Licenciado en Filosofía en Niza, Sfar completa su formación en la Escuela Nacional Superior de Bellas Artes de París, entrando en el estudio de Pierre Carron. Tal y como explica en sus Carnets, las clases de morfología de Jean-François Debord le marcaron especialmente en aquel periodo.

La introducción de Sfar en el mundo del cómic se produce por dos vías totalmente diferentes, pero simultáneas. Por un lado, encuentra trabajo como guionista en la editorial Delcourt, donde demuestra un gusto formidable a la hora de narrar. Por el otro, escribe y dibuja obras para la editorial de cómic independiente L’Association, donde explica historias menos convencionales con un dibujo aparentemente desenvuelto, más interesado en la narración espontánea que en malgastar la energía de la inspiración realizando “dibujos bonitos”.

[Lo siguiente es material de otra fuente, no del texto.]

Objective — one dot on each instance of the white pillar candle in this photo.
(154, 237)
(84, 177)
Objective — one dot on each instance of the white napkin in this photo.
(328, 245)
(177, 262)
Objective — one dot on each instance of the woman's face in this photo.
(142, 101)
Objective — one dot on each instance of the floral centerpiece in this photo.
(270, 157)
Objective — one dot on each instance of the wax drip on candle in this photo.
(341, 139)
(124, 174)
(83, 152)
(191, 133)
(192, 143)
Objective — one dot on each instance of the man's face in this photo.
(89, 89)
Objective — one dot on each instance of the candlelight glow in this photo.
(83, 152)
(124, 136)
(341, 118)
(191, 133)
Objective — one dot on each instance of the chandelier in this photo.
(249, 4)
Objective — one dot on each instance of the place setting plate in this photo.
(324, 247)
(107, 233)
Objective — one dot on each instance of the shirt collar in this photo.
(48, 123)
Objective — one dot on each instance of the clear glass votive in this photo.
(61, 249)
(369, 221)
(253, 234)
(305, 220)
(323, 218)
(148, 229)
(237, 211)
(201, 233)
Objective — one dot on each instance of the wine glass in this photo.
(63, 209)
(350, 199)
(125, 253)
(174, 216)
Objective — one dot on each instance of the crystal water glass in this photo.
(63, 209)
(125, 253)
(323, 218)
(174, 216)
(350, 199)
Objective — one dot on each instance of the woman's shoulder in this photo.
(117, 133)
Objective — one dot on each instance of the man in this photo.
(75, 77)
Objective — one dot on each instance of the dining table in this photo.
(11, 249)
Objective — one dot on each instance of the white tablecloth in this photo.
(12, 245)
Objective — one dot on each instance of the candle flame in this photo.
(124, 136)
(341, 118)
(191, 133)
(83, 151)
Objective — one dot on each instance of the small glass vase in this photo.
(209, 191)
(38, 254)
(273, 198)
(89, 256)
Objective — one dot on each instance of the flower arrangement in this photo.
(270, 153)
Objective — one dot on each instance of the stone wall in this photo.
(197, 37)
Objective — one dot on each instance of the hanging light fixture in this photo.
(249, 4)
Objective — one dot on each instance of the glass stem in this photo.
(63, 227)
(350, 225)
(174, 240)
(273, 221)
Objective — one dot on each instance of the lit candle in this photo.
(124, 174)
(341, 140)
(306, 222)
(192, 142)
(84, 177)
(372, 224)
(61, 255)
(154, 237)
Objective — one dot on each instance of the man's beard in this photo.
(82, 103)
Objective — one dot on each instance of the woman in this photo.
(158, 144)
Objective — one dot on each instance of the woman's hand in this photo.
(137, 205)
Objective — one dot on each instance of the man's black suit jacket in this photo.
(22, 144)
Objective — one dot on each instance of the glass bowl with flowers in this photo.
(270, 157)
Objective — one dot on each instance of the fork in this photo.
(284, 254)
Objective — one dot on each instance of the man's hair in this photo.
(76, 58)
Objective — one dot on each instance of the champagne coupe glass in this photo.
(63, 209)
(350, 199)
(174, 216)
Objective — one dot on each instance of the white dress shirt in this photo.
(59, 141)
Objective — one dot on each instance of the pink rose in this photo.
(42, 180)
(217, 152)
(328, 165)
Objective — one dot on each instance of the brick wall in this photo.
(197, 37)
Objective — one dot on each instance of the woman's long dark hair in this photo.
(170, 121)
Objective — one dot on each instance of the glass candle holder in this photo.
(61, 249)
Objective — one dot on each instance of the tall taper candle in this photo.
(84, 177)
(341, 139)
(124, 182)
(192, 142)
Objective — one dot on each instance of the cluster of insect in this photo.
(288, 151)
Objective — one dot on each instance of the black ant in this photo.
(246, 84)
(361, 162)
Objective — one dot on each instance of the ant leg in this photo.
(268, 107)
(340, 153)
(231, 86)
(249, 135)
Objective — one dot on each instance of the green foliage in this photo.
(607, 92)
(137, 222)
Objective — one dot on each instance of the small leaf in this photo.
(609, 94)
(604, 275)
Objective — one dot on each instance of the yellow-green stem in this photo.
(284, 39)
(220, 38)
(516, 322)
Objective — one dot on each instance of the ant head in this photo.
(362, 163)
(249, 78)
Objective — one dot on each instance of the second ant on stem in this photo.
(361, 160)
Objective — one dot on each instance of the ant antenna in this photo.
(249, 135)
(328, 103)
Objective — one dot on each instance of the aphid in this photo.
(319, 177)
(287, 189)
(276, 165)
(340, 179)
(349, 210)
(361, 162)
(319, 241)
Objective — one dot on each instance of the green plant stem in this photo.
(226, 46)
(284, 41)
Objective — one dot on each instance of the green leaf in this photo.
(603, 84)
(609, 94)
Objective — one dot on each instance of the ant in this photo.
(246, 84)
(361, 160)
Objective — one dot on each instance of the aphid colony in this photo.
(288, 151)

Sfar se rodea de artistas gráficos de la prensa de humor como Ronald Searle, Sempé y su admirado Quentin Blake; el ilustrador de los cuentos de Roald Dahl. Por otro lado, Sfar se reivindica como un heredero de la obra de Hugo Pratt.

Erudito, interesado en diversas culturas e ideas, Joann Sfar ha desarrollado en apenas diez años una obra sorprendentemente extensa y atractiva que ha llamado la atención de lectores ajenos al cómic tradicional.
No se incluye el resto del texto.